Benjamin Labatut: When we cease to understand the world. Paperback, £8.99

***International Booker Prize Shortlist Nominee***

This book is not just one of our shortlist favourites, it is going to be an all time favourite too.

Benjamin Labatut: When we cease to understand the world.
Translated by Adrian Nathan West.

Labatut was born in Holland and now lives in Chile. His nonfiction novel is a different take on books of popular science. Instead of solely celebrating the achievements of mathematics, physics, chemistry and cosmology, he weaves a web of historical figures and facts about scientific discovery, ethics and unsettled distinction between genius and madness.

We are reading about Albert Einstein receiving a letter from the Eastern Front of the Great War with the exact solution to the equations of general relativity.
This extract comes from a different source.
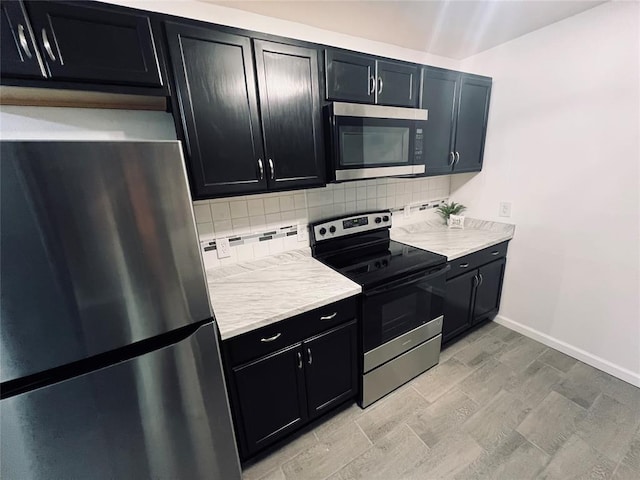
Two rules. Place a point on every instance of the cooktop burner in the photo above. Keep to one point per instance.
(359, 248)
The author takes us back to the time when the mathematician Alexander Grothendieck cuts all ties with the world as he is terrified of the horror his discoveries might cause. Later on we learn about the battle between Erwin Schrödinger and Werner Heisenberg, the fight over the soul of physics. Until the last story in this fantastic book we are hooked to these moments from history of science, defining an era and our life beyond that time.

Caught between fact and fiction, progress and destruction, this nonfiction novel has us thinking about the catastrophic site of human inventions and progress as well as what these achievements mean for our future.